Evaluation bottle necks

mlcommons / training_policies

Issues related to MLPerf™ training policies, including rules and suggested changes

https://mlcommons.org/en/groups/training

Apache License 2.0

93 stars 66 forks source link

Evaluation bottle necks #166

Open bitfort opened 5 years ago

bitfort commented 5 years ago

Sometimes evaluation can be very time consuming and done by 3rd party code. How can we reduce the influence of 3rd party evaluation code performance on the benchmark scores and engineering burden?

bitfort commented 5 years ago

SWG Notes:

Possible solutions (brain storming, have many pros/cons):

Not time evaluation
Fewer evaluation
Provide/choose optimized implementations for evaluation
Let submitters figure out how to handle it

AI(Jacob) - Present thoughts from HPC on this next week. AI(all submitters) - This is a call for proposal :)

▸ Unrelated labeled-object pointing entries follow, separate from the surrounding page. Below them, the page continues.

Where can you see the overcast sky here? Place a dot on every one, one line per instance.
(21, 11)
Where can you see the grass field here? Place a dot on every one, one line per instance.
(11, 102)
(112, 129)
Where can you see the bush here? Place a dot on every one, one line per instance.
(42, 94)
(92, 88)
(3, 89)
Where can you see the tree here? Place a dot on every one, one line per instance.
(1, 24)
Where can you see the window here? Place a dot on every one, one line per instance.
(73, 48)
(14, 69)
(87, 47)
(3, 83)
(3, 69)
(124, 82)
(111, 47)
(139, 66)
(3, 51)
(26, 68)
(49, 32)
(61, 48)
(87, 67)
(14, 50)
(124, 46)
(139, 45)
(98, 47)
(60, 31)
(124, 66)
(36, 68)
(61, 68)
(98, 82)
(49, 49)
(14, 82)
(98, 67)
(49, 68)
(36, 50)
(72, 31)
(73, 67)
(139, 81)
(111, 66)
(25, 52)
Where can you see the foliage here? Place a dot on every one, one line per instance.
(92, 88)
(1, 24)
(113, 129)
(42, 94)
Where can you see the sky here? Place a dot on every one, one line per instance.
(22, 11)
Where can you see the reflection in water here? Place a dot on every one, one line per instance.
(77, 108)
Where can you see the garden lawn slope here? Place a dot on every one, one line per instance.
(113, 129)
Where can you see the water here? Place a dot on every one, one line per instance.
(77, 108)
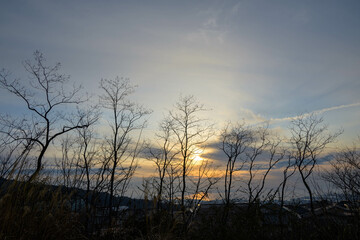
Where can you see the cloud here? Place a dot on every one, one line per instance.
(321, 111)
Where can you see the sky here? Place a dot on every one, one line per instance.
(245, 60)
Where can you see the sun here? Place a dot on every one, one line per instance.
(197, 156)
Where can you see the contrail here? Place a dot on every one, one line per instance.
(315, 112)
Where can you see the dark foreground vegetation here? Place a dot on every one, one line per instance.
(65, 176)
(40, 211)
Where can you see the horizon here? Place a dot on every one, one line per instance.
(247, 61)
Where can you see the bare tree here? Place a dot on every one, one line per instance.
(163, 156)
(309, 139)
(191, 133)
(262, 147)
(235, 140)
(45, 97)
(345, 172)
(127, 117)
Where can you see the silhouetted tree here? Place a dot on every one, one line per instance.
(191, 133)
(309, 139)
(121, 149)
(45, 96)
(345, 172)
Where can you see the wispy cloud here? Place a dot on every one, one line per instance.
(321, 111)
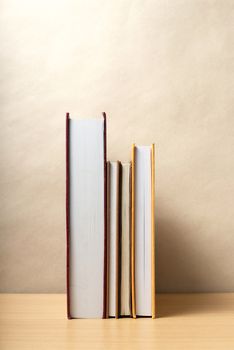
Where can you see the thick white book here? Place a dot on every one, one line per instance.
(125, 259)
(143, 231)
(86, 217)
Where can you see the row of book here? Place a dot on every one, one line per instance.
(110, 226)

jbalma commented 5 years ago

Can someone provide an example of a benchmark where third-party code is used for serial evaluation and becomes a bottleneck?

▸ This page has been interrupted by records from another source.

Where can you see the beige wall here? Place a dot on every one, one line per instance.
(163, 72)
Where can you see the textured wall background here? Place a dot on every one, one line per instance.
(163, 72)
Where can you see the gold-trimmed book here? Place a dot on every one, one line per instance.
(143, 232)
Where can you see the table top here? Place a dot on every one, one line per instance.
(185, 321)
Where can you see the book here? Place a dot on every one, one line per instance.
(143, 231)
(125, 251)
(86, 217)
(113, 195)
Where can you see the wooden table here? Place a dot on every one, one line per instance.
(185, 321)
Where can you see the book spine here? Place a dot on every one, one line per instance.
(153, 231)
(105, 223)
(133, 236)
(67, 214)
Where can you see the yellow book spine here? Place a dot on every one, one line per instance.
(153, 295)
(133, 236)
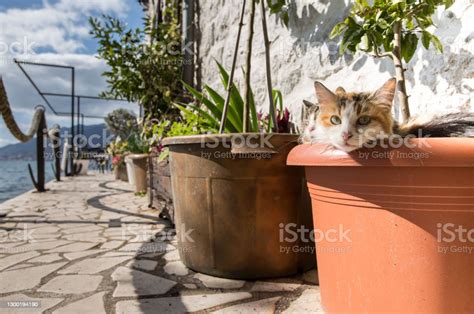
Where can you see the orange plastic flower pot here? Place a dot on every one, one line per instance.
(394, 227)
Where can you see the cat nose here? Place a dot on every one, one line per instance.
(346, 135)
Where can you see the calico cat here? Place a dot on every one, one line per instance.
(348, 121)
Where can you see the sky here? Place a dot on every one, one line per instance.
(56, 31)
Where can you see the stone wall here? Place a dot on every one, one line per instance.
(302, 53)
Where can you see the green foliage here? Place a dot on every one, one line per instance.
(209, 106)
(145, 63)
(137, 144)
(370, 28)
(280, 8)
(121, 122)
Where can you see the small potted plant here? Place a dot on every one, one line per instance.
(137, 159)
(116, 150)
(397, 205)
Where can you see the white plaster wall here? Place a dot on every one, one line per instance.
(302, 53)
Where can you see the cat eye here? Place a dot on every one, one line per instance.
(335, 120)
(364, 120)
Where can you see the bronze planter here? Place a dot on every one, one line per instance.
(160, 192)
(120, 173)
(139, 162)
(233, 201)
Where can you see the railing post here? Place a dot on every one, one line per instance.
(40, 154)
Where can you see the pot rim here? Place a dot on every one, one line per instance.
(205, 138)
(137, 156)
(419, 152)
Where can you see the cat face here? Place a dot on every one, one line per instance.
(347, 121)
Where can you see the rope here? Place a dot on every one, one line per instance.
(10, 120)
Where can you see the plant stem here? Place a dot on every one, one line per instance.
(230, 84)
(400, 71)
(248, 68)
(272, 110)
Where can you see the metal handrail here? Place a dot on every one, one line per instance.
(38, 127)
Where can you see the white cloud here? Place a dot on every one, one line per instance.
(61, 28)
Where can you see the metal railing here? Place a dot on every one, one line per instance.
(39, 128)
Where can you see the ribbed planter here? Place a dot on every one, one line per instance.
(398, 209)
(120, 173)
(233, 201)
(138, 163)
(160, 192)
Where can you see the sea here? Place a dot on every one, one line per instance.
(15, 178)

I've run into this issue with the translation and image-classification benchmarks, but haven't made it far enough along in porting of the other benchmarks to know which ones are most problematic.

bitfort commented 5 years ago

SWG Notes:

We believe Maskrcnn and SSD with coco evaluation is at the top of the list.

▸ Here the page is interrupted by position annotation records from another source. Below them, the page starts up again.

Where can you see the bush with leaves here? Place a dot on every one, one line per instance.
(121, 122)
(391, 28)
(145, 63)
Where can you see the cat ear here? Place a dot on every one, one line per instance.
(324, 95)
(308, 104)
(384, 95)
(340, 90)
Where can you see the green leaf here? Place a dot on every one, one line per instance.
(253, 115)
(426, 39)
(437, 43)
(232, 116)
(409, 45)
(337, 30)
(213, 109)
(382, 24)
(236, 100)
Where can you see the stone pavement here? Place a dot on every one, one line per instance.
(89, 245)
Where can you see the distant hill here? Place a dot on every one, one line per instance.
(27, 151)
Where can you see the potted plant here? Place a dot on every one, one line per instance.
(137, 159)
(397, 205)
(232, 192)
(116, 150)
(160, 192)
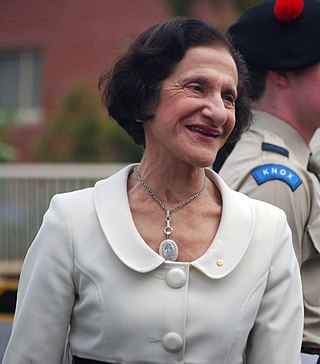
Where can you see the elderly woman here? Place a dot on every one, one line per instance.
(162, 262)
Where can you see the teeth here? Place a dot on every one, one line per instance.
(195, 128)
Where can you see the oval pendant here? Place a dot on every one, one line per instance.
(168, 249)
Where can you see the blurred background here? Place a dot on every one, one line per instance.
(54, 134)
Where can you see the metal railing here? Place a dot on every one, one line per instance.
(25, 193)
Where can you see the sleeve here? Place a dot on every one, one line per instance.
(277, 333)
(294, 203)
(45, 294)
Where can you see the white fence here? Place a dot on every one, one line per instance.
(25, 193)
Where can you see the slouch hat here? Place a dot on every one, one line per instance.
(279, 35)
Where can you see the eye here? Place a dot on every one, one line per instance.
(229, 101)
(196, 87)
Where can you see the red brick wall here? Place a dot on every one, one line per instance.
(78, 38)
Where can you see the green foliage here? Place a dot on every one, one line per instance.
(7, 153)
(80, 132)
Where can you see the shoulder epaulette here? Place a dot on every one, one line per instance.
(268, 147)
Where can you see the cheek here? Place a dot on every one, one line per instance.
(231, 123)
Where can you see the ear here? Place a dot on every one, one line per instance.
(279, 77)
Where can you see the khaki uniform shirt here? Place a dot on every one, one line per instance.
(269, 163)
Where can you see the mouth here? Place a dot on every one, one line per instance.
(207, 132)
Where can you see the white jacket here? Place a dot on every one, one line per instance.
(240, 302)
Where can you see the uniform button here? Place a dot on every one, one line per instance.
(220, 262)
(176, 278)
(172, 342)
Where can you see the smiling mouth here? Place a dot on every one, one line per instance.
(203, 132)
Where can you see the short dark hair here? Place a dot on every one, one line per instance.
(134, 83)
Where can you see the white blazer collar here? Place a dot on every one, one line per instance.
(229, 245)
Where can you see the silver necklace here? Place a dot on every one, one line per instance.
(168, 248)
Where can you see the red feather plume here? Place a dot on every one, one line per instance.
(288, 10)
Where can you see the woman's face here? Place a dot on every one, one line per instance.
(196, 109)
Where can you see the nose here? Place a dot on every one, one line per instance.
(215, 110)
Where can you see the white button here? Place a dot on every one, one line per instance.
(176, 278)
(172, 342)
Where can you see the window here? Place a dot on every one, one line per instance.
(20, 83)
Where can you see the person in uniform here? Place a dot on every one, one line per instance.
(280, 43)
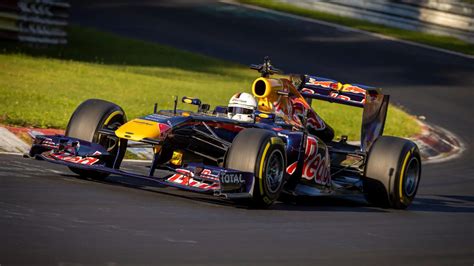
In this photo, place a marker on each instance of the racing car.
(287, 148)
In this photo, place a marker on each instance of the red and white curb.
(11, 143)
(436, 144)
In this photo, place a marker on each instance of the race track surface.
(49, 216)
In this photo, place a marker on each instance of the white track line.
(346, 28)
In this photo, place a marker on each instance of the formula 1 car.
(288, 148)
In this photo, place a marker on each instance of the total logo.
(232, 178)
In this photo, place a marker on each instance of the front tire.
(392, 173)
(90, 116)
(263, 153)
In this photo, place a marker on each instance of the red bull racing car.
(286, 148)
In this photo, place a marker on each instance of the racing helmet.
(241, 107)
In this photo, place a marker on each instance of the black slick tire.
(392, 172)
(90, 116)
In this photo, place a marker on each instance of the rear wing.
(375, 103)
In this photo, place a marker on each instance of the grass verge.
(445, 42)
(42, 86)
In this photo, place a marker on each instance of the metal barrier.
(34, 21)
(441, 17)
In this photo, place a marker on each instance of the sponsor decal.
(232, 178)
(186, 178)
(353, 89)
(75, 159)
(292, 168)
(316, 166)
(338, 96)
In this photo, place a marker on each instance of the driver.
(241, 107)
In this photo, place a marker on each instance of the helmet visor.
(240, 110)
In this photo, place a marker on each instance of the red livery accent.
(315, 166)
(75, 159)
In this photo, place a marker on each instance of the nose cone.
(138, 129)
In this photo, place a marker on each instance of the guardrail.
(441, 17)
(34, 21)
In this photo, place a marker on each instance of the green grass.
(42, 86)
(446, 42)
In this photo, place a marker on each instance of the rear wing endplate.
(375, 103)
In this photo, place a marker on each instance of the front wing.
(199, 178)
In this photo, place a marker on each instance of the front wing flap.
(200, 178)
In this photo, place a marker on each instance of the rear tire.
(392, 173)
(90, 116)
(263, 153)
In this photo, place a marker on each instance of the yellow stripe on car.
(262, 161)
(401, 175)
(106, 122)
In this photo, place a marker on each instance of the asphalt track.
(48, 216)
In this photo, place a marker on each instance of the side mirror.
(264, 115)
(193, 101)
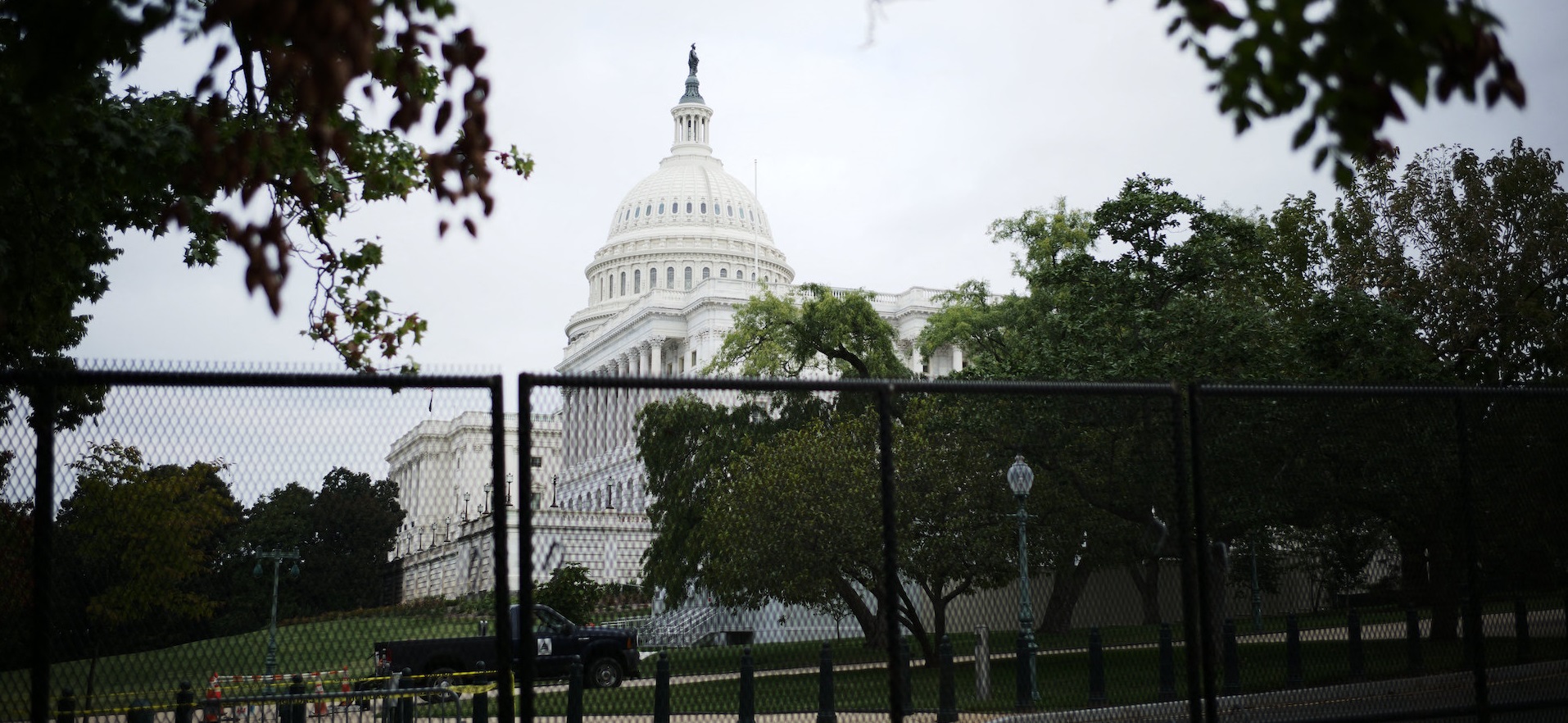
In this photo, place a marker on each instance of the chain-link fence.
(714, 548)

bitfort commented 5 years ago

SWG Notes:

Long term we'd like a unified solution to this, but for v0.6 it will be up to submitters to optimization evaluation code themselves if they deem it necessary. We intend to revisit this issue in the future to reduce effort submitters have to put into evaluation.

petermattson commented 4 years ago

This is backlogged not a rec.